Our different prespectives on this are a great example why one entity will never be able to define what is "right" for blog ethics. Bloggers will have to live with their choices and I am 110% comfortable continuing to use siglinks to provide context on who I am and where I'm coming from -- although a new comment entry field such as "disclosures" might be an interesting addition for some blog/comment engine.
Posted by: Dan... | October 5, 2006 2:12 PM
Hi Dan: I didn't say you were being sneaky. I said you didn't disclose in the post you were involved in the funding. The smiley was to point out the irony of this since the jist of the debate is about disclosure.
Posted by: Chris Scott | October 5, 2006 2:45 PM
I don't really have a problem with it either as long as there's disclosure, but Josh I'm not 100% in agreement that everybody wins if there is disclosure. Yes, the advertiser gets its Googlejuice and product mentions, and the blogger gets paid. But they also both lose in a way. The blogger's audience will probably not appreciate all the "product placement" in the posts, and they'll know that the product mentions were bought and not necessarily a genuine opinion so they're not necessarily worth much from the reader's perspective in terms of being a trusted review.

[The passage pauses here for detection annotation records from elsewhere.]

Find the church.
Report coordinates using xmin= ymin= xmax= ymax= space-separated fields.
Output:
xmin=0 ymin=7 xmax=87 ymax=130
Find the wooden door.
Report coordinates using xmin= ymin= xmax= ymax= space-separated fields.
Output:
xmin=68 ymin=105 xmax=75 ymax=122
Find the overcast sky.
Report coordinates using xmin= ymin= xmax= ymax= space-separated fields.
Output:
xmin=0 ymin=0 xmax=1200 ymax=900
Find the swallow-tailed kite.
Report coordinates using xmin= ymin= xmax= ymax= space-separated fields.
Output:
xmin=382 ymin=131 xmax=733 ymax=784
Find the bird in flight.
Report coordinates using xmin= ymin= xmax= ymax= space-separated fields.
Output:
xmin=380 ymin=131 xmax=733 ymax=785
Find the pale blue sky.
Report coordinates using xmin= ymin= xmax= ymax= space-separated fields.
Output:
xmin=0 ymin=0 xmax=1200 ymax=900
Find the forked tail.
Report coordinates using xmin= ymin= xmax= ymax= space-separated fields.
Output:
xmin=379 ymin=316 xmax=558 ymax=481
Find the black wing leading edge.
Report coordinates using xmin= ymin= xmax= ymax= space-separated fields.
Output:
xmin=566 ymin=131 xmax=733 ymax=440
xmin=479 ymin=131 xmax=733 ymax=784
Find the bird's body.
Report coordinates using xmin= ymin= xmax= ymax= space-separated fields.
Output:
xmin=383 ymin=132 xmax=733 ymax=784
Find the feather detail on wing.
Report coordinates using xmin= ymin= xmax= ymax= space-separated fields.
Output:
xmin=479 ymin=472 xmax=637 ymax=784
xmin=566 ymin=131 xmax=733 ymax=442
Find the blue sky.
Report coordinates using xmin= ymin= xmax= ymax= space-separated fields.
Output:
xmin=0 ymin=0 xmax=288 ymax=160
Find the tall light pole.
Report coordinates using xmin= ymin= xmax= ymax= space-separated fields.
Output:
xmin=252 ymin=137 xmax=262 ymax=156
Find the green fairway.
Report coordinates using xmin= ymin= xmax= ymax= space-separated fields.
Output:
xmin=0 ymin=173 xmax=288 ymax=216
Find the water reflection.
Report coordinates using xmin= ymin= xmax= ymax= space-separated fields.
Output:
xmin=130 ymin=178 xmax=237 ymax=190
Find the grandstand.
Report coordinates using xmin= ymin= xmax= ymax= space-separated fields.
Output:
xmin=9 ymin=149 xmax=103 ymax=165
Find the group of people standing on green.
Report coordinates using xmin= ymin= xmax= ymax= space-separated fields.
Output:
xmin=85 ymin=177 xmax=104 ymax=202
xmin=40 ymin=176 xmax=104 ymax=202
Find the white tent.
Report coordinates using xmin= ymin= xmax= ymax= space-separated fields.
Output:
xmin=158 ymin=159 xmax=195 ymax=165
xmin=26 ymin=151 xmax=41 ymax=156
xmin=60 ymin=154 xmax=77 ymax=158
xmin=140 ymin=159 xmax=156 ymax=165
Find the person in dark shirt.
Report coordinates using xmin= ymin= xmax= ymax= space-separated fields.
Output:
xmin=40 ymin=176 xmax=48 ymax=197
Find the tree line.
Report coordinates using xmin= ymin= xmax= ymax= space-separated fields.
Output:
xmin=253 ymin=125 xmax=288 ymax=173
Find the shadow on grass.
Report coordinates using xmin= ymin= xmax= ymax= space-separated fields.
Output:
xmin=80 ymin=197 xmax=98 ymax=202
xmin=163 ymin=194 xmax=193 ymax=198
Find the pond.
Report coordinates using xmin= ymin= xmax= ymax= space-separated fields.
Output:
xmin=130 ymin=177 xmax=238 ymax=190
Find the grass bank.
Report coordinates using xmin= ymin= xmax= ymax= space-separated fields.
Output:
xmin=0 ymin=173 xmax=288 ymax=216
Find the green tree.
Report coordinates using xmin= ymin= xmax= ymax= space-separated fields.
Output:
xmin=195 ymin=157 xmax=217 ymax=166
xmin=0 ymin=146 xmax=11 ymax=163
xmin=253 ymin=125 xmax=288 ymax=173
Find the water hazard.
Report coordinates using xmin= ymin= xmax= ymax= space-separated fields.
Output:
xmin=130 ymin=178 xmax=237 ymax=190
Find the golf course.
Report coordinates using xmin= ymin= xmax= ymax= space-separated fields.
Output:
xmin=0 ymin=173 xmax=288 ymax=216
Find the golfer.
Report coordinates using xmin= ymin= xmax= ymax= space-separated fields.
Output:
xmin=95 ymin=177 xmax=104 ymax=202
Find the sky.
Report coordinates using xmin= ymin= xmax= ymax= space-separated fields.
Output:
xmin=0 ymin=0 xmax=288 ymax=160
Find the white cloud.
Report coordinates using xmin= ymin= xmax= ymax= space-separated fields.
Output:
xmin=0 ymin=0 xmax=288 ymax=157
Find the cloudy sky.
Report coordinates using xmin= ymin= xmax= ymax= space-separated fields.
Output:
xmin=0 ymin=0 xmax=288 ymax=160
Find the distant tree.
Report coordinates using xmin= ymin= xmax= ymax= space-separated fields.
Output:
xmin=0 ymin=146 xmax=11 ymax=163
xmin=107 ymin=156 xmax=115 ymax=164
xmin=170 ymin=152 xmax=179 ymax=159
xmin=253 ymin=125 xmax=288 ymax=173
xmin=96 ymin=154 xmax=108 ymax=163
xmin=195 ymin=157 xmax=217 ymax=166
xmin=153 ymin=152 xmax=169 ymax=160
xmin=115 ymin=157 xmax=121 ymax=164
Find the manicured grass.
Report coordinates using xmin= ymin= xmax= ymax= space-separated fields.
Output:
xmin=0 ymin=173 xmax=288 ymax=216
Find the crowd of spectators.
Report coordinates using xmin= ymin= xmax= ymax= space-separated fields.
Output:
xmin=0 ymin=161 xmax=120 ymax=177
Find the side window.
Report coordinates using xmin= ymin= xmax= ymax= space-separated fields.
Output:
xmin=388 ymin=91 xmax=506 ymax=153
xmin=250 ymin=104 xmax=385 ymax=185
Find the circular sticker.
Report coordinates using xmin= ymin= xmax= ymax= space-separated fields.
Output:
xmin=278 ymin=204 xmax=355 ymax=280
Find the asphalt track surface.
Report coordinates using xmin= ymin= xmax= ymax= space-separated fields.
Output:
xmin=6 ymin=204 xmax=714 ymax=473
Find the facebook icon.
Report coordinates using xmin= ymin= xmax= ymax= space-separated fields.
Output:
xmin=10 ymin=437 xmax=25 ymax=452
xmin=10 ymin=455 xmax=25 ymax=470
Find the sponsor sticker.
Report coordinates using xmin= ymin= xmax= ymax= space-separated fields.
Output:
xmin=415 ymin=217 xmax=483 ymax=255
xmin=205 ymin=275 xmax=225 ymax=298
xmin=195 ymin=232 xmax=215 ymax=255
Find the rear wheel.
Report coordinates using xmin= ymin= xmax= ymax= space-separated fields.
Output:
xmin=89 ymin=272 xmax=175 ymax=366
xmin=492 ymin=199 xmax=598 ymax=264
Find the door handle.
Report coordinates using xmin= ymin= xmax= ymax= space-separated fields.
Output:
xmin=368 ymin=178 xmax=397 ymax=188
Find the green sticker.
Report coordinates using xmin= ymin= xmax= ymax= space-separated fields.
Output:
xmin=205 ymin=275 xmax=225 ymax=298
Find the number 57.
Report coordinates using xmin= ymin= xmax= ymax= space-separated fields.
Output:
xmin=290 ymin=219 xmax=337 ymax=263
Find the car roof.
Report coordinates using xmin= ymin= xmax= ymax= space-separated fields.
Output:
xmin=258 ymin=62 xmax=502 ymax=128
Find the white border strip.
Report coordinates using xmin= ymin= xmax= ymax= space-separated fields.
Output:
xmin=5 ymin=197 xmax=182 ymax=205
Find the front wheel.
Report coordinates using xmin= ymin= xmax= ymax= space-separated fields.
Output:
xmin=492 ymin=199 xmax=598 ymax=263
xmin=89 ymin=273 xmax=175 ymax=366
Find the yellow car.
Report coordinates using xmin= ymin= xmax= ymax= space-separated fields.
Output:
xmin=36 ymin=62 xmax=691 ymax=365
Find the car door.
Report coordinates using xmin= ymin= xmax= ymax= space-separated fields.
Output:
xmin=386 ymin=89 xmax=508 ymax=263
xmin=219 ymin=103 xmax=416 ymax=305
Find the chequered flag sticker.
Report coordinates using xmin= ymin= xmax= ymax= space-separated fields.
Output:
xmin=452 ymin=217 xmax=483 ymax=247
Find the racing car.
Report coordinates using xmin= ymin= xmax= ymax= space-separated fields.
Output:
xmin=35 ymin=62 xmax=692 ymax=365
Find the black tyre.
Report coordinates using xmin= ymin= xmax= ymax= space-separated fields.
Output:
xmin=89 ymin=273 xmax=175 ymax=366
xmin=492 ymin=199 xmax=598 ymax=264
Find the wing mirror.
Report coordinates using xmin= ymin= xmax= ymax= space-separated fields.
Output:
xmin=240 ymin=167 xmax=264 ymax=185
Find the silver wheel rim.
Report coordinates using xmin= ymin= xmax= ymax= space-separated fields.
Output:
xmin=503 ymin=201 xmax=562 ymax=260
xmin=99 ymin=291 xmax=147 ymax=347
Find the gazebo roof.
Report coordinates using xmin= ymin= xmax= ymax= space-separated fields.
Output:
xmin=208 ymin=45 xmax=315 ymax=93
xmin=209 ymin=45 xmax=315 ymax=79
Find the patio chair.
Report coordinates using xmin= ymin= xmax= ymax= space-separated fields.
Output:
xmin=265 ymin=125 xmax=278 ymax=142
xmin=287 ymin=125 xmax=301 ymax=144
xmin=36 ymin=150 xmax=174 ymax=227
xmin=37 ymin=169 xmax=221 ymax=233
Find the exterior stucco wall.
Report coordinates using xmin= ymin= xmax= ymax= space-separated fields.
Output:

The blogger may lose some traffic as a result.
Posted by: Laura | October 6, 2006 7:57 PM
Laura: my PPP research shows audience growth as bloggers embrace PPP, its quality rating system and its community of 'posties' sharing best-blogging-practices -- likely because blogging frequency goes up with a revenue model, blog topic diversity grows, and best practices start to pay dividends. Revenue models often create this kind of discipline and drive to quality for previously volunteer marketplaces.
Another thing revenue models do is bring new people to consumer content creation; along with diverse knowledge, skills, experiences and perspectives. Unless you believe "only certain people should be allowed to play", that growing influence of the blogging masses is part of what worries the elites, conciously or not.
Posted by: Dan... | October 7, 2006 2:15 AM
Dan,
There's also a revenue model in dealing street drugs, but that makes it neither ethical nor wise to do so.
Posted by: shel israel | October 7, 2006 1:09 PM
Shel: either purposely or on accident, you misinterpret my message to Laura around revenue models (and whether PPP content generators may lose or gain audience). The message is that revenue models, combined with quality rating systems like PPP's will drive markets toward quality and raise the value and diversity of the entire market.
Your comparison to illegal activities like drug dealing (and Arrington's comparison to statutory rape) is just more of the FUD so prevalently used by the elites so far -- and that's just sad. There will always be exceptions in open markets, but my research from inside and outside the platform doesn't support the FUD being spread.
That said, if you believe PPP should act like a government entity that tells people how to write their blogs then I worry we'll never get past the FUD. If, however, you understand that you, Arrington and other elites all make a personal choice about how to author your blog and other, lesser-known bloggers, have that same right then we may actually get somewhere.
Posted by: Dan... | October 7, 2006 5:41 PM
Hey Josh! I am a PR major at Auburn University, and I am in Robert French's PR Style and Design class that you visited. It was so refreshing to talk to someone who has made a living through social media online especially through blogging since Robert has put such a focus on the growing popularity of blogging. It was so interesting to hear you talk about all the different ways you have been able to help various companies through blogging. I liked your story about how you were able to help Shell figure out the problem with the price differentiation between those two gas stations that were in close proximity to one another. I also found it interesting that many companies do not realize they have negative criticism when their names are googled. Keep up the good work!